Purchasing the fabric is the most expensive part of this project. I used remnants I already had so this project cost me nothing but your situation will probably be different. Note that upholstery fabric can run $30-$40/yard so keep your eye out for sales. I also used canvas for the sides which can cut your costs greatly. You can also do one side using less expensive fabric and the other in a nice upholstery fabric and flip it over for company.
Note: Don't forget to use goggles, ear protection and gloves.
Dremel tool with a fiberglass reinforced cutting wheel
Sewing needle and upholstery thread
A lot of straight pins
hand clamps (the ones that look like industrial clothes pins)
bee's wax (to wax hand sewing thread)
Step 1: Cutting Through the Box Springs
Calculate size of sitting area
I measured the cushions on a regular couch to find out where to cut the two ends of the box springs.
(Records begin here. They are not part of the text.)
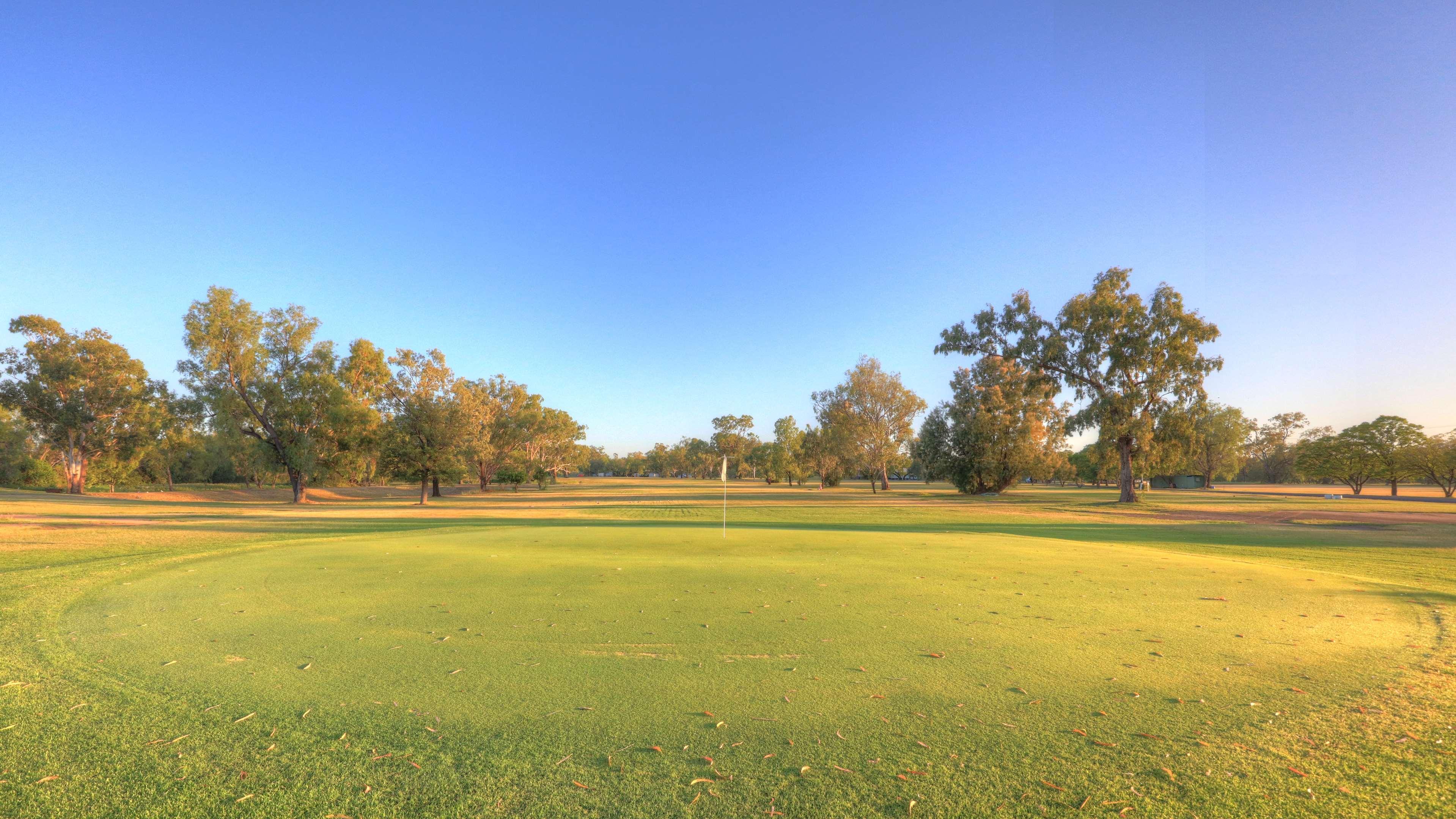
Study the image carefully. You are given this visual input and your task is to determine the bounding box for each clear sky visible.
[0,0,1456,453]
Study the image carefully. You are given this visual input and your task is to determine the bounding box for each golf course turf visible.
[0,479,1456,819]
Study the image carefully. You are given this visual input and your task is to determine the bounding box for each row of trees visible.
[585,357,925,489]
[0,286,590,503]
[1060,403,1456,498]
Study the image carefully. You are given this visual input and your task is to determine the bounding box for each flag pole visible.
[722,455,728,540]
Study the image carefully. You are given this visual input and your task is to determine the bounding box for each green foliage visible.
[712,415,759,477]
[813,355,926,489]
[178,286,345,502]
[1409,431,1456,498]
[920,355,1066,495]
[1245,412,1309,483]
[0,316,151,493]
[495,467,526,490]
[935,268,1223,502]
[382,349,464,503]
[802,423,856,489]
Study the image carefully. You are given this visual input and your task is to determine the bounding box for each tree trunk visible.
[1117,435,1137,503]
[61,434,86,495]
[288,468,309,503]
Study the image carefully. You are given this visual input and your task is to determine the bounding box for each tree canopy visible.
[935,268,1223,502]
[0,316,151,493]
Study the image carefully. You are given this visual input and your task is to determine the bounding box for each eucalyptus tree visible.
[1188,403,1256,489]
[773,415,804,486]
[178,286,345,503]
[813,355,925,489]
[1294,422,1380,495]
[711,415,760,470]
[325,339,392,486]
[935,268,1223,502]
[0,316,151,495]
[382,349,466,506]
[920,355,1066,495]
[802,423,858,489]
[143,381,205,492]
[526,407,587,481]
[1409,431,1456,498]
[456,375,542,492]
[1245,412,1309,483]
[1350,415,1425,498]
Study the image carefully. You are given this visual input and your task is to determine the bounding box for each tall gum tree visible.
[0,316,151,495]
[935,268,1223,503]
[811,355,925,489]
[178,286,345,503]
[383,349,464,506]
[456,375,543,492]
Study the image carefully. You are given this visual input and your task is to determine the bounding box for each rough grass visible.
[0,480,1456,817]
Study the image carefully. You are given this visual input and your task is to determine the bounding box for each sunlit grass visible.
[0,480,1456,817]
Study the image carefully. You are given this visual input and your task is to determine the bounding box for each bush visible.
[495,467,526,492]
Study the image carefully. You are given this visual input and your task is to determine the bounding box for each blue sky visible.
[0,2,1456,453]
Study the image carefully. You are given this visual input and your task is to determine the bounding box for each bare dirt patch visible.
[1157,509,1456,527]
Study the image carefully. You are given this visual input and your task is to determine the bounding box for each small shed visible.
[1150,474,1203,489]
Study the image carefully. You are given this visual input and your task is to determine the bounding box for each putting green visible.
[42,521,1437,816]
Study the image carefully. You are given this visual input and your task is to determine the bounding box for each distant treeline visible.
[0,268,1456,503]
[0,286,590,503]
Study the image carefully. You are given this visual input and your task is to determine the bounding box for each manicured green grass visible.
[0,480,1456,817]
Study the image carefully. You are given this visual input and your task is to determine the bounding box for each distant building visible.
[1150,474,1203,489]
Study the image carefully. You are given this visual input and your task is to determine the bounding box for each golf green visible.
[0,483,1451,817]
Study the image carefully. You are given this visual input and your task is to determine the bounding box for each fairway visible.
[0,479,1456,817]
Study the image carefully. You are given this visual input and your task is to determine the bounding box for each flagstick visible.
[722,455,728,540]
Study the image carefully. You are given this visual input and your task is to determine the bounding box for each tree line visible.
[0,286,591,503]
[576,268,1456,502]
[0,268,1456,503]
[585,357,925,489]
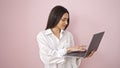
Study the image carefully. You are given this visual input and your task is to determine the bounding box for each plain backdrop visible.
[0,0,120,68]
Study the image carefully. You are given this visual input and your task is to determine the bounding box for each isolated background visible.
[0,0,120,68]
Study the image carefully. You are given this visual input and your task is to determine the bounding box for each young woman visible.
[37,6,90,68]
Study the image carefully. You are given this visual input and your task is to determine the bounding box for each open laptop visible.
[65,32,105,58]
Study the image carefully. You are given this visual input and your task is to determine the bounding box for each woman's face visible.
[56,13,69,30]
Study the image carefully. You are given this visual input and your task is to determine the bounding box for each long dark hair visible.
[46,5,69,29]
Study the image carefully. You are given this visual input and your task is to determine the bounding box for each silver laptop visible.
[65,32,105,58]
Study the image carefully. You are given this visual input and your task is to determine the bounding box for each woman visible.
[37,6,88,68]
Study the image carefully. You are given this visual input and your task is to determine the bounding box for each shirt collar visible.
[45,29,65,35]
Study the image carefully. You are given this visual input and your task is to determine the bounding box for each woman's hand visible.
[67,46,86,53]
[87,51,95,58]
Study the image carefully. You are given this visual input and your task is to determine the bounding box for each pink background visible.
[0,0,120,68]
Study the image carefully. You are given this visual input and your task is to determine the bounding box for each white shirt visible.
[37,29,81,68]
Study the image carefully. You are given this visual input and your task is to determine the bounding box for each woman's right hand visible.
[67,46,86,53]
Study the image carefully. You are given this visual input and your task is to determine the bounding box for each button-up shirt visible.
[37,29,81,68]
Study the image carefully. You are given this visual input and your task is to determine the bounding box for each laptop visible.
[65,32,105,58]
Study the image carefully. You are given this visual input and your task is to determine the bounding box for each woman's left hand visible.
[87,51,95,58]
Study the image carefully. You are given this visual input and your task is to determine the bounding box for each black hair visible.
[46,5,69,30]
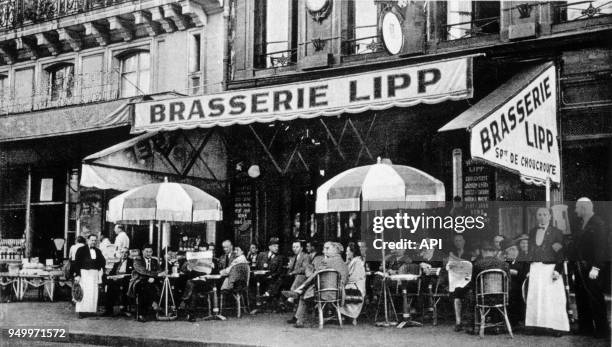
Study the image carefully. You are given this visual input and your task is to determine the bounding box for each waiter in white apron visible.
[73,235,106,318]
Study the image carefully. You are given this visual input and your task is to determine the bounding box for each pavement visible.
[0,302,610,347]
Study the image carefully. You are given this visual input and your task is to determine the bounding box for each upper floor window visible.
[0,74,9,104]
[442,1,500,40]
[553,0,612,23]
[342,0,382,55]
[254,0,298,68]
[119,51,151,98]
[45,63,74,101]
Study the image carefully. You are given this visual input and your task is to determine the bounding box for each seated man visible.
[257,237,286,298]
[104,248,134,315]
[283,242,348,328]
[287,240,310,289]
[128,244,161,322]
[179,251,215,322]
[501,240,529,326]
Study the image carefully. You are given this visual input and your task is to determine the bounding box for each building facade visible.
[0,0,612,260]
[0,0,225,259]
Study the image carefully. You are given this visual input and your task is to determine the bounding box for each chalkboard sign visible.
[463,159,493,216]
[233,180,255,243]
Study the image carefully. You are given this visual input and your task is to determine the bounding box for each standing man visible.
[73,234,106,318]
[219,240,236,271]
[115,224,130,257]
[574,198,610,337]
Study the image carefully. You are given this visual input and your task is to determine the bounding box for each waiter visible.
[73,234,106,318]
[574,198,610,337]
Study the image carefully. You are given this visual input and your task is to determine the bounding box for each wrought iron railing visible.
[342,24,383,55]
[446,16,499,41]
[553,0,612,24]
[0,72,120,114]
[255,41,297,69]
[0,0,132,30]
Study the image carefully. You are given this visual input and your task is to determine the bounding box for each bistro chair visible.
[422,268,449,325]
[314,269,343,329]
[219,263,251,318]
[474,269,514,337]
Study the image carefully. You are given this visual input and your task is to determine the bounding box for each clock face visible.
[382,11,404,54]
[306,0,329,12]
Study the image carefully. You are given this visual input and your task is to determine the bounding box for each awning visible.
[80,130,227,191]
[0,99,131,142]
[133,56,472,133]
[439,62,560,184]
[0,92,184,142]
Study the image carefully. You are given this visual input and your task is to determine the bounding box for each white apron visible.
[76,269,100,313]
[525,263,569,331]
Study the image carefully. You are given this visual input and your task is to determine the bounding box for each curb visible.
[0,328,257,347]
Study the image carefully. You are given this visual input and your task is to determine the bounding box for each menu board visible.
[463,159,493,216]
[233,180,254,242]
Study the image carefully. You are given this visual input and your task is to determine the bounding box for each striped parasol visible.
[316,158,445,213]
[106,181,223,224]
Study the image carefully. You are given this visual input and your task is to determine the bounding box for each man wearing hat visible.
[257,237,285,298]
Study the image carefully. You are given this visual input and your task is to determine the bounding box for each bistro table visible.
[0,272,21,301]
[198,274,227,320]
[251,270,270,314]
[18,271,61,301]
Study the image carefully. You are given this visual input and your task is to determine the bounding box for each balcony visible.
[0,0,132,30]
[0,72,120,115]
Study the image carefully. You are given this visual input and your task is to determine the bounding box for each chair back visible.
[228,263,251,291]
[314,269,342,303]
[476,269,509,307]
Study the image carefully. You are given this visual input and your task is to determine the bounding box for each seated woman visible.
[340,242,366,325]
I wanted an L-shaped sitting area formed by two sections but you can create any configuration you like. Look at the bottom of the box springs and see where the wood cross pieces fall. It's important to cut it so that one is left to form the new back line. This maintains the box integrity. In my case this made the bottom section slightly narrower than the mattress section on top of it. But in the end the overhang made it more comfortable to sit down and stand back up.
Cut through outer covering and padding
Use a regular pair of scissors to cut through the covering right down the center. This was my exploratory cut. See how yours is constructed before you open it up too much. Peel the covering back. You will now be able to see into the box springs. Measure the two ends and mark the cut on the springs themselves with a Sharpie pen (I used blue so I could see it better). Remember to make this mark longer so that you can bend the cut end over. You don't want the metal rod poking straight out through the fabric.
Using a Dremel tool with a Fiberglas reinforced cutting wheel cut down the line of springs (see photo). Make sure to wear eye and ear protection and gloves because the sparks smart. Hold the tool steady because any jerky movement will break the wheel. Depending on your mattress you may want to cut the springs longer (the height of the box springs) and then use pliers to fold the wire down forming the back wall of the new section. I tied the folded down wire with cotton rope to give it more support.
If it is possible cut the wood leaving a supporting crosspiece to form the back line of the new edge (see photo). If this isn't possible nail a crosspiece along the back edge.
Close up ends by pulling covering and padding back into place. Wrap it around to the bottom of the wooden crosspiece. Staple in place and trim excess. Then pull the bottom thin fabric (looks like interfacing) and staple it back on and trim excess.
Repeat on the other end of the box springs to form the two lower platforms.